Pada saat itu Marx mengajukan konsepsi mendasar tentang masyarakat kelas dan perjuangannya. Marx tidak mendefinisikan kelas secara panjang lebar tetapi ia menunjukkan bahwa dalam masyarakat, pada abad ke- 19 di Eropa di mana dia hidup, terdiri dari kelas pemilik modal (borjuis) dan kelas pekerja miskin sebagai kelas proletar. Kedua kelas ini berada dalam suatu struktur sosial hirarkis, kaum borjuis melakukan eksploitasi terhadap kaum proletar dalam proses produksi. Eksploitasi ini akan terus berjalan selama kesadaran semu eksis (false consiousness) dalam diri proletar, yaitu berupa rasa menyerah diri, menerima keadaan apa adanya tetap terjaga. Ketegangan hubungan antara kaum proletar dan kaum borjuis mendorong terbentuknya gerakan sosial besar, yaitu revolusi. Ketegangan tersebut terjadi jika kaum proletar telah sadar akan eksploitasi kaum borjuis terhadap mereka.
Ada beberapa asumsi dasar dari teori konflik ini. Teori konflik merupakan antitesis dari teori struktural fungsional, dimana teori struktural fungsional sangat mengedepankan keteraturan dalam masyarakat. Teori konflik melihat pertikaian dan konflik dalam sistem sosial. Teori konflik melihat bahwa di dalam masyarakat tidak akan selamanya berada pada keteraturan. Buktinya dalam masyarakat manapun pasti pernah mengalami konflik-konflik atau ketegangan-ketegangan. Kemudian teori konflik juga melihat adanya dominasi, koersi, dan kekuasaan dalam masyarakat. Teori konflik juga membicarakan mengenai otoritas yang berbeda-beda. Otoritas yang berbeda-beda ini menghasilkan superordinasi dan subordinasi. Perbedaan antara superordinasi dan subordinasi dapat menimbulkan konflik karena adanya perbedaan kepentingan.[9]
Teori konflik juga mengatakan bahwa konflik itu perlu agar terciptanya perubahan sosial. Ketika struktural fungsional mengatakan bahwa perubahan sosial dalam masyarakat itu selalu terjadi pada titik ekulibrium, teori konflik melihat perubahan sosial disebabkan karena adanya konflik-konflik kepentingan. Namun pada suatu titik tertentu, masyarakat mampu mencapai sebuah kesepakatan bersama. Di dalam konflik, selalu ada negosiasi-negosiasi yang dilakukan sehingga terciptalah suatu konsensus.
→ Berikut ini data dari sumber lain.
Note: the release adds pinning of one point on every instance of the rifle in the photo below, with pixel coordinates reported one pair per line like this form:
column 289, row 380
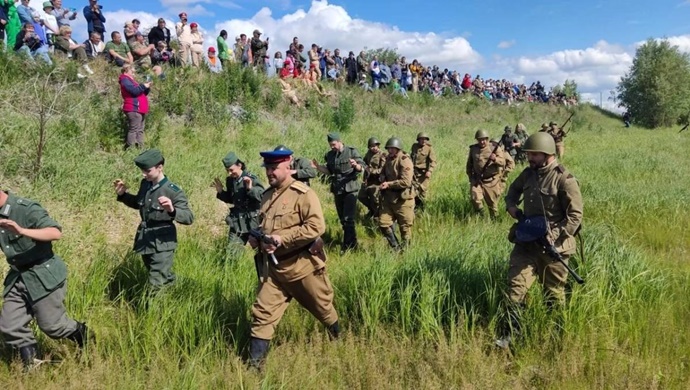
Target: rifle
column 533, row 229
column 262, row 237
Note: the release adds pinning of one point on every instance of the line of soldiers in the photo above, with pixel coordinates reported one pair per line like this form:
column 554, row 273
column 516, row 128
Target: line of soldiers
column 289, row 218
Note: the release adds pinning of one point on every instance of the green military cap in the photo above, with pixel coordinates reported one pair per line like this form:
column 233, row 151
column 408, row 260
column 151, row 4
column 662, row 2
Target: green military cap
column 333, row 137
column 230, row 159
column 149, row 158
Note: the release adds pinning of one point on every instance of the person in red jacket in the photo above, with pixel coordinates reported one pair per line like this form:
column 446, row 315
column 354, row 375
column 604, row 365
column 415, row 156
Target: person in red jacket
column 135, row 106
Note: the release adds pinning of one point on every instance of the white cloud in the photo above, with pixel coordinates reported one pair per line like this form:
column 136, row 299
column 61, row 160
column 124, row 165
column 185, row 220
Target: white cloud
column 332, row 27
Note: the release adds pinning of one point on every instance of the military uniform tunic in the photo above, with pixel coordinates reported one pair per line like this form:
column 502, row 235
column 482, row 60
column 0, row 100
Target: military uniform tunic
column 485, row 186
column 369, row 193
column 553, row 192
column 398, row 198
column 156, row 237
column 294, row 213
column 424, row 160
column 244, row 213
column 344, row 186
column 37, row 281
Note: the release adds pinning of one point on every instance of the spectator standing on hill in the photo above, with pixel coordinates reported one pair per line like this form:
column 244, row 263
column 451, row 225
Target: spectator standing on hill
column 242, row 192
column 93, row 13
column 258, row 49
column 223, row 50
column 36, row 283
column 294, row 263
column 549, row 192
column 135, row 105
column 184, row 37
column 159, row 33
column 63, row 15
column 160, row 203
column 424, row 162
column 484, row 166
column 343, row 165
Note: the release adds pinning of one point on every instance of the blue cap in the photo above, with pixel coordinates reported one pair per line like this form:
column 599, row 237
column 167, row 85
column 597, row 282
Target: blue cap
column 276, row 156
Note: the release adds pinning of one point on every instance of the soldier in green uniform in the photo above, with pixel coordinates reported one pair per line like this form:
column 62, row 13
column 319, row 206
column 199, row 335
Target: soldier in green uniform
column 160, row 203
column 549, row 191
column 343, row 164
column 484, row 169
column 521, row 135
column 398, row 194
column 369, row 193
column 424, row 161
column 244, row 194
column 301, row 167
column 36, row 283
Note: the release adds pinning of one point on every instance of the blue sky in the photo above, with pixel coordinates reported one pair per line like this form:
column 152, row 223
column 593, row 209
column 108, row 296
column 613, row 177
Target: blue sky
column 592, row 42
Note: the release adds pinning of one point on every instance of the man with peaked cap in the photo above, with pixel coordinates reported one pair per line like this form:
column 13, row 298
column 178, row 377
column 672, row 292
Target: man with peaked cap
column 343, row 164
column 36, row 283
column 292, row 219
column 369, row 193
column 160, row 203
column 424, row 160
column 300, row 167
column 243, row 193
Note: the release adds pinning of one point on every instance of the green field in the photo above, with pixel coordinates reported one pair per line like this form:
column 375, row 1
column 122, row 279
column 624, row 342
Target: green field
column 425, row 319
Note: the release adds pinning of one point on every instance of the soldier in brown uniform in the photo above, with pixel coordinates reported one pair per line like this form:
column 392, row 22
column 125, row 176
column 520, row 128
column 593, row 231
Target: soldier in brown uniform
column 398, row 194
column 369, row 193
column 550, row 192
column 292, row 218
column 424, row 160
column 484, row 169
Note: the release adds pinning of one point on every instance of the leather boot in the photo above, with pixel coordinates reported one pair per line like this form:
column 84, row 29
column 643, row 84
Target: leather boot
column 334, row 331
column 81, row 335
column 258, row 349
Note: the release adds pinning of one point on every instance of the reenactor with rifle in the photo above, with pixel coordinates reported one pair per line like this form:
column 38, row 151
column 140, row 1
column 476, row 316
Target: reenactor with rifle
column 243, row 192
column 369, row 193
column 424, row 160
column 292, row 223
column 398, row 193
column 484, row 169
column 300, row 167
column 550, row 194
column 343, row 164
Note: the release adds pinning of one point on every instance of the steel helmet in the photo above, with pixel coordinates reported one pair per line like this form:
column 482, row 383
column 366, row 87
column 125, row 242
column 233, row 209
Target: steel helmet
column 540, row 142
column 481, row 134
column 395, row 142
column 373, row 141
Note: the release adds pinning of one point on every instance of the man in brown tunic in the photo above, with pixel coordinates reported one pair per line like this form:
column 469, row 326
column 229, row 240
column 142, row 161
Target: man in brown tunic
column 424, row 160
column 398, row 195
column 548, row 191
column 484, row 169
column 291, row 217
column 369, row 192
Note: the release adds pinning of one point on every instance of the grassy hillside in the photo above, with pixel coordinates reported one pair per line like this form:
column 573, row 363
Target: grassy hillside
column 421, row 320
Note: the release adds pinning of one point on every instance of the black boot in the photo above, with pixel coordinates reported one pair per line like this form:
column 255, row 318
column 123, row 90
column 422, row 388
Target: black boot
column 258, row 349
column 81, row 335
column 334, row 331
column 29, row 355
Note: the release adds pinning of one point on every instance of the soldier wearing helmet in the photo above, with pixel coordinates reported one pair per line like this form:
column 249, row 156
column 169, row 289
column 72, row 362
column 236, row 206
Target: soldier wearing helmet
column 484, row 168
column 299, row 166
column 369, row 193
column 398, row 195
column 424, row 161
column 549, row 191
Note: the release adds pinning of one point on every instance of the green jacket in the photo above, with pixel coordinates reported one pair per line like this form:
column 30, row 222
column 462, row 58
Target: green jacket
column 41, row 271
column 244, row 213
column 157, row 233
column 343, row 176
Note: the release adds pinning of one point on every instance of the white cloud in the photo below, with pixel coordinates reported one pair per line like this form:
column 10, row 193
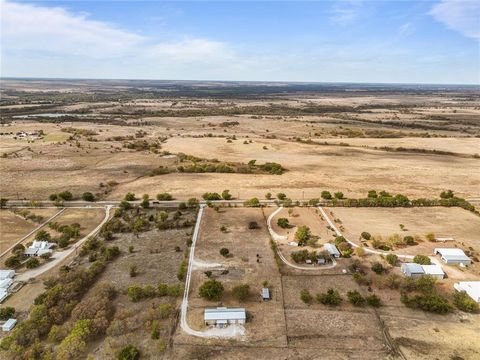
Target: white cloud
column 459, row 15
column 345, row 12
column 53, row 31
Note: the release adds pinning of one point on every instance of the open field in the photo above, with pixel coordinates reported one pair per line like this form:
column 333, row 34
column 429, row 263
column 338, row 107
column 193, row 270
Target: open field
column 402, row 141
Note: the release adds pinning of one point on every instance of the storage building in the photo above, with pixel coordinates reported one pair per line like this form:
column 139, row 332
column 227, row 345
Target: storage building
column 222, row 316
column 332, row 249
column 453, row 256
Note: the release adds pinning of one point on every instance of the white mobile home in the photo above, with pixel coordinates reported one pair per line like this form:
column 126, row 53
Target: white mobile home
column 412, row 270
column 332, row 250
column 9, row 324
column 472, row 288
column 222, row 316
column 453, row 256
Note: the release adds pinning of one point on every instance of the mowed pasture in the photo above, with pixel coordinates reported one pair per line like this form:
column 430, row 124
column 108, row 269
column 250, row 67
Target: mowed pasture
column 266, row 327
column 13, row 227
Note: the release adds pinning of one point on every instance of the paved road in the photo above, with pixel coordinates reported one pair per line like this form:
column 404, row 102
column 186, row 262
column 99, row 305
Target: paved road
column 59, row 256
column 31, row 232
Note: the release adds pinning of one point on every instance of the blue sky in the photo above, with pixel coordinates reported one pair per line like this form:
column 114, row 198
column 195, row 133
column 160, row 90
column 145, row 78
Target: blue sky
column 325, row 41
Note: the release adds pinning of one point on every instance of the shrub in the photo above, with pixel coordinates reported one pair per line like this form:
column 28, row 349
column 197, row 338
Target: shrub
column 88, row 196
column 392, row 259
column 65, row 195
column 241, row 292
column 302, row 235
column 6, row 312
column 32, row 263
column 164, row 197
column 135, row 293
column 365, row 235
column 373, row 300
column 226, row 195
column 128, row 352
column 326, row 195
column 283, row 223
column 427, row 302
column 465, row 302
column 211, row 290
column 12, row 262
column 378, row 268
column 331, row 297
column 129, row 196
column 422, row 260
column 305, row 296
column 253, row 202
column 355, row 298
column 211, row 196
column 42, row 235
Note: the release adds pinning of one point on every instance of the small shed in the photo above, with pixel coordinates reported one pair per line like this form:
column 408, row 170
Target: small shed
column 332, row 250
column 4, row 274
column 9, row 324
column 435, row 271
column 472, row 288
column 223, row 316
column 453, row 256
column 266, row 294
column 412, row 270
column 3, row 295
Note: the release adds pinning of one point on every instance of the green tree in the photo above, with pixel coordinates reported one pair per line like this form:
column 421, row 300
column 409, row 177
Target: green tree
column 326, row 195
column 226, row 195
column 355, row 298
column 283, row 223
column 392, row 259
column 88, row 196
column 42, row 235
column 211, row 290
column 241, row 292
column 378, row 268
column 129, row 196
column 422, row 259
column 303, row 234
column 128, row 352
column 164, row 197
column 65, row 195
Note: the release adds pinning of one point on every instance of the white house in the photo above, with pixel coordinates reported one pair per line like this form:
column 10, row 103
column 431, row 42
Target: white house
column 412, row 269
column 415, row 270
column 332, row 249
column 9, row 324
column 452, row 256
column 222, row 316
column 4, row 274
column 435, row 271
column 472, row 288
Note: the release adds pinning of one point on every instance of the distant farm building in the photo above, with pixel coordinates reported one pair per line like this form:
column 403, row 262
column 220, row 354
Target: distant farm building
column 222, row 316
column 38, row 248
column 9, row 324
column 472, row 288
column 453, row 256
column 266, row 294
column 415, row 270
column 332, row 249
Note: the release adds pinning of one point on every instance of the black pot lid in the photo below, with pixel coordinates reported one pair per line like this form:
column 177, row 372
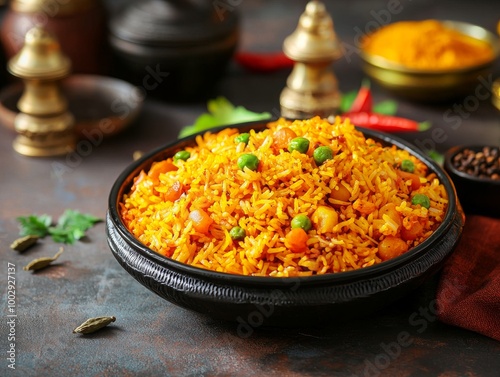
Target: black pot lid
column 173, row 22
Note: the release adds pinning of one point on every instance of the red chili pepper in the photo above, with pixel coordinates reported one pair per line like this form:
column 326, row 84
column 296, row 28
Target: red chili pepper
column 263, row 62
column 386, row 123
column 363, row 101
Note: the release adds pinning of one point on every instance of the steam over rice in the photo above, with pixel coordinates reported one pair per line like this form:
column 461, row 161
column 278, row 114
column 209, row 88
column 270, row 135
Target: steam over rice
column 377, row 207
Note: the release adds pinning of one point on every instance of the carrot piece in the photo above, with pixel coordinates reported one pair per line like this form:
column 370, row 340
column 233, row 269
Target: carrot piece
column 160, row 167
column 415, row 180
column 174, row 192
column 282, row 137
column 201, row 220
column 142, row 175
column 296, row 240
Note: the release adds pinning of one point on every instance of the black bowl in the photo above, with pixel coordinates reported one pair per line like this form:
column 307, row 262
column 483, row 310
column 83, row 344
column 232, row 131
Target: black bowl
column 255, row 301
column 477, row 195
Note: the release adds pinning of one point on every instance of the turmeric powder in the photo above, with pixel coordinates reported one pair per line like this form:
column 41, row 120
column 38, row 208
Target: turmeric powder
column 427, row 45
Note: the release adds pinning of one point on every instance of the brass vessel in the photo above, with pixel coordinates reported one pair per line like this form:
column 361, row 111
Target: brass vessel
column 44, row 124
column 312, row 87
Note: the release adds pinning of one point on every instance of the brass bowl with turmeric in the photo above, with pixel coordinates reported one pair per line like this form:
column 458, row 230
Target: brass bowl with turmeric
column 430, row 60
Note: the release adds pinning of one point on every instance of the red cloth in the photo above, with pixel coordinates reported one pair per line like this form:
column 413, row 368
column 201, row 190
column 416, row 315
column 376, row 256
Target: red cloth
column 468, row 293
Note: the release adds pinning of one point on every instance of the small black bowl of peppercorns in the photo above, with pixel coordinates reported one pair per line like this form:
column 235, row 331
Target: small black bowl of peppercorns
column 475, row 172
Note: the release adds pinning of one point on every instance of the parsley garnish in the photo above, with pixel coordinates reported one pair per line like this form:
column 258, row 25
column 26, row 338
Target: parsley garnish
column 222, row 112
column 70, row 227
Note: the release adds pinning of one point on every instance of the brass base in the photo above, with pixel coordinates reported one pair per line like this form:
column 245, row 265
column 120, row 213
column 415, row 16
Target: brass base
column 44, row 136
column 304, row 105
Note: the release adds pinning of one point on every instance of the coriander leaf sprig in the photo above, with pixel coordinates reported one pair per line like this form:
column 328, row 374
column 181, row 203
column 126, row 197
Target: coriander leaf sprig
column 71, row 226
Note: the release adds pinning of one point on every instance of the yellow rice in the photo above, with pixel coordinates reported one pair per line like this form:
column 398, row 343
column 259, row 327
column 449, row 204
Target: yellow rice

Menurut teori konflik, masyarakat disatukan dengan “paksaan”. Maksudnya, keteraturan yang terjadi di masyarakat sebenarnya karena adanya paksaan (koersi). Oleh karena itu, teori konflik lekat hubungannya dengan dominasi, koersi, dan power. Terdapat dua tokoh sosiologi modern yang berorientasi serta menjadi dasar pemikiran pada teori konflik, yaitu Lewis A. Coser dan Ralf Dah.[10]
Sedangkan menurut Antonio Gramsci yang mencetuskan teori Hegemoni (yang masih bersangkutan dengan teori konflik) menyatakan bahwa Sebuah pandangan hidup dan cara berpikir yang dominan, yang di dalamnya sebuah konsep tentang kenyataan disebarluaskan dalam masyarakat baik secara institusional maupun perorangan; (ideologi) mendiktekan seluruh cita rasa, kebiasaan moral, prinsip-prinsip religius dan politik, serta seluruh hubungan-hubungan sosial, khususnya dalam makna intelektual dan moral.[11]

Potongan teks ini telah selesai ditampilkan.